Feat Sebulba recurrent IQL #1148

Louay-Ben-nessir · 2024-12-04T14:01:10Z

What?

A recurrent IQL implementation using the Sebulba architecture.

Why?

Offline Sebulba base and non-jax envs in Mava.

How?

Mixed the Sebulba structure from PPO with the learner code from Anakin IQL.

…er acotr

sash-a

I've looked through everything except the system file and it looks good, Sebulba utils especially! Just some relatively minor style changes

sash-a · 2025-01-07T09:58:42Z

mava/configs/system/q_learning/rec_iql.yaml

@@ -11,13 +11,13 @@ add_agent_id: True
 min_buffer_size: 32
 update_batch_size: 1 # Number of vectorised gradient updates per device.

-rollout_length: 2 # Number of environment steps per vectorised environment.
+rollout_length:  2 # Number of environment steps per vectorised enviro²nment.


Not sure how the ^2 got in there 😂

Suggested change

rollout_length: 2 # Number of environment steps per vectorised enviro²nment.

rollout_length: 2 # Number of environment steps per vectorised environment.

sash-a · 2025-01-07T10:42:41Z

mava/systems/q_learning/types.py

@@ -21,22 +21,22 @@
 from jumanji.env import State
 from typing_extensions import NamedTuple, TypeAlias

-from mava.types import Observation
+from mava.types import MavaObservation, Observation


Where do we still use Observation? Can we use MavaObservation everywhere?

sash-a · 2025-01-07T10:44:39Z

mava/utils/config.py

+    # PPO specifique check
+    if "num_minibatches" in config.system:
+        assert num_eval_samples % config.system.num_minibatches == 0, (
+            f"Number of training samples per evaluator ({num_eval_samples})"
+            + f"must be divisible by num_minibatches ({config.system.num_minibatches})."
+        )


A thought on this, maybe we can split these up into multiple methods e.g check_num_updates, check_num_envs etc. Then have a check_sebulba_config_ppo, check_anakin_config_ppo and a check_sebulba_config_iql which will use the relevant methods?

sash-a · 2025-01-07T10:55:57Z

mava/utils/sebulba.py


-# todo: remove the ppo dependencies when we make sebulba for other systems


This is a good point though, maybe there's something we can do about it 🤔

Maybe a protocol like that has action, obs, reward, not sure if there's any other common attributes?
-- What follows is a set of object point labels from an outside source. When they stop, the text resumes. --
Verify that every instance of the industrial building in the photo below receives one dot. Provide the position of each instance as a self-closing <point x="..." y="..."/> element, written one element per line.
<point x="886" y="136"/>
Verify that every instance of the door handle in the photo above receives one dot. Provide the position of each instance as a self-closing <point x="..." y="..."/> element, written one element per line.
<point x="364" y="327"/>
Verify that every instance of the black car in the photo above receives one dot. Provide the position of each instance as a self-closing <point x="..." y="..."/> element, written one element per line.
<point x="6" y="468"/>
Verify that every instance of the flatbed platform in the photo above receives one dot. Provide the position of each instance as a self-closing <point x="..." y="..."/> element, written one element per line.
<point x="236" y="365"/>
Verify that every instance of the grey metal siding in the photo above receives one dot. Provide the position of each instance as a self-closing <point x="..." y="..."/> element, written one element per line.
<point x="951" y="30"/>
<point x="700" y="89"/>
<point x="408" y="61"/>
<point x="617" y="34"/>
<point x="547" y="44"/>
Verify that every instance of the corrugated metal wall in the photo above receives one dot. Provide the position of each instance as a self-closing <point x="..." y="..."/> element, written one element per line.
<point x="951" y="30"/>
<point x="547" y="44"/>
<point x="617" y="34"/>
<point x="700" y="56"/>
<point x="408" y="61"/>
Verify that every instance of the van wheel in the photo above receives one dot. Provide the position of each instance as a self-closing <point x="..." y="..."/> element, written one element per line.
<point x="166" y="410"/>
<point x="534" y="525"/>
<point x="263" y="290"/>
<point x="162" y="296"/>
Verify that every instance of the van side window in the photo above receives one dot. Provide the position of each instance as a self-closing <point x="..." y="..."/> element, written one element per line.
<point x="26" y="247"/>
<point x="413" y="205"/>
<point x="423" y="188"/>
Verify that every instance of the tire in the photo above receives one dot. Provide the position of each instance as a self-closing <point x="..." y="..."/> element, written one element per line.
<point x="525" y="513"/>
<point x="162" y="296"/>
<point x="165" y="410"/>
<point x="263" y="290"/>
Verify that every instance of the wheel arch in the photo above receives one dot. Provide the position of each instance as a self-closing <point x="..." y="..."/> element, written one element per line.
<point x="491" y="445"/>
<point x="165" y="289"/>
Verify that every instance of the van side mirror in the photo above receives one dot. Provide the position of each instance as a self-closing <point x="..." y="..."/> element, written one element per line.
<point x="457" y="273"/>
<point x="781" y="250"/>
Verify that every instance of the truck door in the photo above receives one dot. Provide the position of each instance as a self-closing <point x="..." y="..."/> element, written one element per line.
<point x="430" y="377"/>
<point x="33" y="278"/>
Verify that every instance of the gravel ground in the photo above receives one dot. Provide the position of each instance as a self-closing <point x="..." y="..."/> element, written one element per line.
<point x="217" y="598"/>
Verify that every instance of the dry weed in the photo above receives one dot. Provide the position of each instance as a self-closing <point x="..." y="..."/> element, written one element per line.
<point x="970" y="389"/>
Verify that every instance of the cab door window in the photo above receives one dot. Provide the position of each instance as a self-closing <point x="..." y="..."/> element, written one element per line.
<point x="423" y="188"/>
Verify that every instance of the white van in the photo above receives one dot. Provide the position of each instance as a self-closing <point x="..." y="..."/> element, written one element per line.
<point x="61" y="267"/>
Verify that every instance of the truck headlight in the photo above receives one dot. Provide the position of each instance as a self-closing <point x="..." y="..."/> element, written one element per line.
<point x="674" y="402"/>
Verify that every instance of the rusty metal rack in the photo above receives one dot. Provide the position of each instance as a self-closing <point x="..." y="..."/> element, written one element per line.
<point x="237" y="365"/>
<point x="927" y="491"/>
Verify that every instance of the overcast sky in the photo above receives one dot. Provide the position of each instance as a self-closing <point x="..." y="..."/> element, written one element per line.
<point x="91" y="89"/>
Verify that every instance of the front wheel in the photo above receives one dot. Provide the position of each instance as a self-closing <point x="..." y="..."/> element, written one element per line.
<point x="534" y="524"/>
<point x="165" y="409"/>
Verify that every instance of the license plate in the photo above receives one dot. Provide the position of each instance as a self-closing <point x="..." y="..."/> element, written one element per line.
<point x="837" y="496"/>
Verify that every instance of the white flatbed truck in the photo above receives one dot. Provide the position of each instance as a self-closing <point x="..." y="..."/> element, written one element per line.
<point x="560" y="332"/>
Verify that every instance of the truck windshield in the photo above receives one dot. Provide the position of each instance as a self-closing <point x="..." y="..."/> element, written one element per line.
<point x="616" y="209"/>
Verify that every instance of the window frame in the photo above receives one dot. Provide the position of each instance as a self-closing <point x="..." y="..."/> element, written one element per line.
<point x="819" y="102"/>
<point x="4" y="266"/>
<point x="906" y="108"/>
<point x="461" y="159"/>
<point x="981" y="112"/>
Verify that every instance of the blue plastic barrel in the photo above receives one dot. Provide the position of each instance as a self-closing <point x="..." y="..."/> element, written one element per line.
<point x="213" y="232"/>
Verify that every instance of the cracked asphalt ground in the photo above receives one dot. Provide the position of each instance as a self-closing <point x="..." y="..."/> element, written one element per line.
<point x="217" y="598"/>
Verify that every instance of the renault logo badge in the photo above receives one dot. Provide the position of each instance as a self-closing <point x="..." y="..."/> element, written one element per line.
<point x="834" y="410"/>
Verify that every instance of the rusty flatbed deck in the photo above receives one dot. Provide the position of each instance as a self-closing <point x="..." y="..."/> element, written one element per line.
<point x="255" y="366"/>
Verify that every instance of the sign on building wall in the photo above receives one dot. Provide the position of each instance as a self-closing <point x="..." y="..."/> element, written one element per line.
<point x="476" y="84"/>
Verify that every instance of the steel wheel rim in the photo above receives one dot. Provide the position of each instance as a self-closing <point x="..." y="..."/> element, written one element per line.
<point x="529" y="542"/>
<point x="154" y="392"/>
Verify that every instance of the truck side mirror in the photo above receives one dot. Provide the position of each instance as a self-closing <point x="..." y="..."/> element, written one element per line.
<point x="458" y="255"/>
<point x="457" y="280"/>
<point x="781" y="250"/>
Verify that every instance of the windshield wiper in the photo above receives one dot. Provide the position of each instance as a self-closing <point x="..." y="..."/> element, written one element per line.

sash-a · 2025-01-07T11:00:19Z

mava/utils/sebulba.py

+
+
+# from https://github.com/EdanToledo/Stoix/blob/feat/sebulba-dqn/stoix/utils/rate_limiters.py
+class RateLimiter:


This file is getting quite long, can we structure it like this:

-utils/ --sebulba/ ---utils.py ---rate_limiters.py ---pipelines.py

sash-a · 2025-01-07T11:18:03Z

mava/utils/sebulba.py

+
+        self.rate_limiter.sample()
+
+        if not self._queue.empty():


Can we rename this to metrics_queue, wasn't clear what this was storing

sash-a · 2025-01-07T11:30:23Z

mava/utils/sebulba.py

+
+        self.inserts = 0.0
+        self.samples = 0
+        self.deletes = 0


Wonder if we need deletes here?

sash-a · 2025-01-07T11:31:33Z

mava/utils/sebulba.py

+    def __init__(
+        self, samples_per_insert: float, min_size_to_sample: int, min_diff: float, max_diff: float
+    ):


Can we please add a good doc string here please 🙏

sash-a · 2025-01-07T11:36:23Z

mava/utils/sebulba.py

+        Raises:
+          ValueError: If error_buffer is smaller than max(1.0, samples_per_inserts).
+        """
+        if isinstance(error_buffer, float) or isinstance(error_buffer, int):


nit

Suggested change

if isinstance(error_buffer, float) or isinstance(error_buffer, int):

if isinstance(error_buffer, (int, float)):

sash-a · 2025-01-07T11:37:45Z

mava/wrappers/gym.py

+        terminated = np.repeat(
+            terminated[..., np.newaxis], repeats=self.num_agents, axis=-1
+        )  # (B,) --> (B, N)


Does this already happen for smax and lbf?

sash-a

Great work here! Really minor changes required. Happy to merge this pending some benchmarks

sash-a · 2025-01-08T12:54:59Z

mava/systems/q_learning/sebulba/rec_iql.py

+        action = eps_greedy_dist.sample(seed=key)
+        action = action[0, ...]  # (1, B, A) -> (B, A)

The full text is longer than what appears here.